Few people have had a more significant impact on the comedy world than Mel Brooks, whose hilarious movies, television shows, and musicals helped redefine the genre. The great funnyman kicked off his writing career in the 1950s on Sid Caesar’s Your Show of Shows before joining the equally talented Carl Reiner to form one of the most hysterical comedy duos of all time.
In 1965, Brooks created the critically acclaimed spy parody Get Smart, further solidifying his reputation as a generational comedic voice. He later achieved true superstardom with the release of 1967’s The Producers, for which he won the Academy Award for Best Original Screenplay. He went on to produce several other legendary comedies, including Blazing Saddles, Young Frankenstein, and Spaceballs, all of which are now almost universally considered to be among the funniest films of all time.

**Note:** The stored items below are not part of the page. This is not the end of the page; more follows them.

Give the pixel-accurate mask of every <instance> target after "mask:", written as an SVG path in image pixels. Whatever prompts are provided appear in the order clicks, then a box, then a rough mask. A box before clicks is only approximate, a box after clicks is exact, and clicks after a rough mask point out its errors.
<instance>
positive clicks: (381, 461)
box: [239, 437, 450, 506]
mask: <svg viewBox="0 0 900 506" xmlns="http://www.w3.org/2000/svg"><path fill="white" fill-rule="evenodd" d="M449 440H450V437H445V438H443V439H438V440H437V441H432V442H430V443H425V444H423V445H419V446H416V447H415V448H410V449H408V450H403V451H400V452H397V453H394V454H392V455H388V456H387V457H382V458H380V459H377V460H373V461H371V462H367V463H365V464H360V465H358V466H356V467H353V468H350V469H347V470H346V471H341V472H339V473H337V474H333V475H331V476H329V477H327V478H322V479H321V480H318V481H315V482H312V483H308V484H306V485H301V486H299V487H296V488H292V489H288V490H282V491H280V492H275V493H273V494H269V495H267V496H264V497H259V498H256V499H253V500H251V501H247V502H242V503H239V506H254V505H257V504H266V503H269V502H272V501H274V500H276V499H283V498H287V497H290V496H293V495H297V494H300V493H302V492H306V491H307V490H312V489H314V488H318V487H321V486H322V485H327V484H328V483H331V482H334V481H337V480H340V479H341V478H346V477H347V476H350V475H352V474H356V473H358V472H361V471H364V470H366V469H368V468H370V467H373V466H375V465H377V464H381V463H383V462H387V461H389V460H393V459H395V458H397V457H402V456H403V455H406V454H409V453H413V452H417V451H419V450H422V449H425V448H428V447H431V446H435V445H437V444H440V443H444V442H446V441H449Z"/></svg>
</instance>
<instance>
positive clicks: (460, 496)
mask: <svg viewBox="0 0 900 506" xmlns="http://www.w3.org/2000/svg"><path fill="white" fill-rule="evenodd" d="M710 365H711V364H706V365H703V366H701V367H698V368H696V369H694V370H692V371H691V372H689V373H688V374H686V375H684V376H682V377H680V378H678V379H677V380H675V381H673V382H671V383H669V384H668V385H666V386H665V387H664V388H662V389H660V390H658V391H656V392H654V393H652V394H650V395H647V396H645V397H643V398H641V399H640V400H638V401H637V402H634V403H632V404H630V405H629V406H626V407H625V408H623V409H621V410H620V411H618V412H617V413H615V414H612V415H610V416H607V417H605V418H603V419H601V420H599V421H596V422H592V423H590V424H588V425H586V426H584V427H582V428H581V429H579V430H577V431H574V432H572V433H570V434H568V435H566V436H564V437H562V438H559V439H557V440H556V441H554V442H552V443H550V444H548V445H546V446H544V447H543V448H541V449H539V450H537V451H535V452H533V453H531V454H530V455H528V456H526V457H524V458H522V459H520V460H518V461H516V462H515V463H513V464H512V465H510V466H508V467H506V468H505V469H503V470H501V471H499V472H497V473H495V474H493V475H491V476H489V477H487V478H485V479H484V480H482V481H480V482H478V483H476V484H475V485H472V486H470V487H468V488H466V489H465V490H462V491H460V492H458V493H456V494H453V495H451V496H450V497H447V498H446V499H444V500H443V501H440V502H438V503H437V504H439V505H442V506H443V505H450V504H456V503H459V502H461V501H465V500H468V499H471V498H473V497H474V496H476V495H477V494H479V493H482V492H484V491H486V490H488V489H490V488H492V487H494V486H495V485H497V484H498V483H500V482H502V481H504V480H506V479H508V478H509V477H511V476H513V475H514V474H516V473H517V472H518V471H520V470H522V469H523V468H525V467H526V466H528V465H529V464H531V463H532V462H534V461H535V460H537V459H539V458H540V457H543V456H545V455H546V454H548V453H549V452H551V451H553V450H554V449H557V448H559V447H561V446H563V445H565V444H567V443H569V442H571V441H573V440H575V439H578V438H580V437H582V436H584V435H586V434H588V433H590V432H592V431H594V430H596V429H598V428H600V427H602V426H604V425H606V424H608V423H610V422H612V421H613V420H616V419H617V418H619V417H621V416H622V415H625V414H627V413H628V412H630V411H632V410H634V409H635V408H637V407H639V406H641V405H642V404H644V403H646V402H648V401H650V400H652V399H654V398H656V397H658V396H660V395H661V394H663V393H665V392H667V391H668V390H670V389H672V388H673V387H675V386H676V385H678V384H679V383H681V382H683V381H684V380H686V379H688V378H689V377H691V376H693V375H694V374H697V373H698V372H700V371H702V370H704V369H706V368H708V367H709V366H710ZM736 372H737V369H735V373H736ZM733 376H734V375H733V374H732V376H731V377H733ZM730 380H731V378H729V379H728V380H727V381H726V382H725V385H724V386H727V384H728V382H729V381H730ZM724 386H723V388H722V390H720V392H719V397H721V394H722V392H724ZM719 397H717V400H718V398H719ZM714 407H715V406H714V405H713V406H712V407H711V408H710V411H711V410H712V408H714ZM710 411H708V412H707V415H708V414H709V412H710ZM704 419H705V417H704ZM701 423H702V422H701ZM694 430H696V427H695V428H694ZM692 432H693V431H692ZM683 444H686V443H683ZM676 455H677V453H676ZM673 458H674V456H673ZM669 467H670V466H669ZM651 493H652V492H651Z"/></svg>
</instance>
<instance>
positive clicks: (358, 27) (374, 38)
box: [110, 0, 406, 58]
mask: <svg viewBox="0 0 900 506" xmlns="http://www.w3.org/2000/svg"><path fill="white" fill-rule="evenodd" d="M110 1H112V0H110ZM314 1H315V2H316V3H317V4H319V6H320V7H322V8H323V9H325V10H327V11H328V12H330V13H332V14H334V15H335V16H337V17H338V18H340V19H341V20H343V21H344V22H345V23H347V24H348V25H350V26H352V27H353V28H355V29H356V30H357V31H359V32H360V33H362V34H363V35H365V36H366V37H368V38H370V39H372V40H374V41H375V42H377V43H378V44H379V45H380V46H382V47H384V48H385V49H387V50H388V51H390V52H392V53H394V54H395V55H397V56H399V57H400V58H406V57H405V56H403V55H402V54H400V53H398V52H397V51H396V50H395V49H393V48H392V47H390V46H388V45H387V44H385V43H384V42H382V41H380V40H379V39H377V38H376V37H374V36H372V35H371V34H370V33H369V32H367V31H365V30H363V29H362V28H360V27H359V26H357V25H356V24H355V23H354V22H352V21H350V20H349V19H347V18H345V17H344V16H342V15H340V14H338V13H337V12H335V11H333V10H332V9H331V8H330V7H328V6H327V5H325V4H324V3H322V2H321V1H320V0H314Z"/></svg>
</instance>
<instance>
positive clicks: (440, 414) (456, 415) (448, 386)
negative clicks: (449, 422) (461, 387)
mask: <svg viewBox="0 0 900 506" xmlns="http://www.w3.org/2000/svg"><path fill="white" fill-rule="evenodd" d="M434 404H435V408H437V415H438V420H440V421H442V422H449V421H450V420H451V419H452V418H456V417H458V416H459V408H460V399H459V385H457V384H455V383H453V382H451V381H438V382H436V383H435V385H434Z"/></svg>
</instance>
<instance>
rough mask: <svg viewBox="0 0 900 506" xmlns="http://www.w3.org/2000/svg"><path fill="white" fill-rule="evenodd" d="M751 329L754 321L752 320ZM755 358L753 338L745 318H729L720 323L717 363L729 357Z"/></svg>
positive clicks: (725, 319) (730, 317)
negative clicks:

Brooks’ legacy has continued through recent decades: The Producers was adapted into a 2001 Broadway musical, which won several Tony Awards and was later turned into its own film. This propelled Brooks to achieve the rare EGOT status, making him one of only 19 people to win a competitive Emmy, Grammy, Oscar, and Tony.
In celebration of Brooks’ eternal comedic legacy, here are some of his funniest and wittiest personal quotes that we hope will bring a smile to your face and laughter to your life.
I’m not such a comedy giant. I’m 5’6”. There are guys not as funny, but they’re bigger. And I think that counts.
As long as the world is turning and spinning, we’re gonna be dizzy and we’re gonna make mistakes.
Hope for the best. Expect the worst. The world’s a stage. We’re unrehearsed.
I cut my finger. That’s tragedy. A man walks into an open sewer and dies. That’s comedy.
I was born on the kitchen table. We were so poor my mother couldn’t afford to have me; the lady next door gave birth to me.
Bad taste is simply saying the truth before it should be said.
Farts are a repressed minority. The mouth gets to say all kinds of things, but the other place is supposed to keep quiet. But maybe our lower colons have something interesting to say. Maybe we should listen to them.
How could this happen? I was so careful. I picked the wrong play, the wrong director, the wrong cast. Where did I go right?
Some critics are emotionally desiccated, personally about as attractive as a year-old peach in a single girl’s refrigerator.
If God wanted us to fly, He would have given us tickets.
Look, I don’t want to wax philosophic, but I will say that if you’re alive you’ve got to flap your arms and legs, you’ve got to jump around a lot, for life is the very opposite of death.
Humor is just another defense against the universe.
If Shaw and Einstein couldn’t beat death, what chance have I got? Practically none.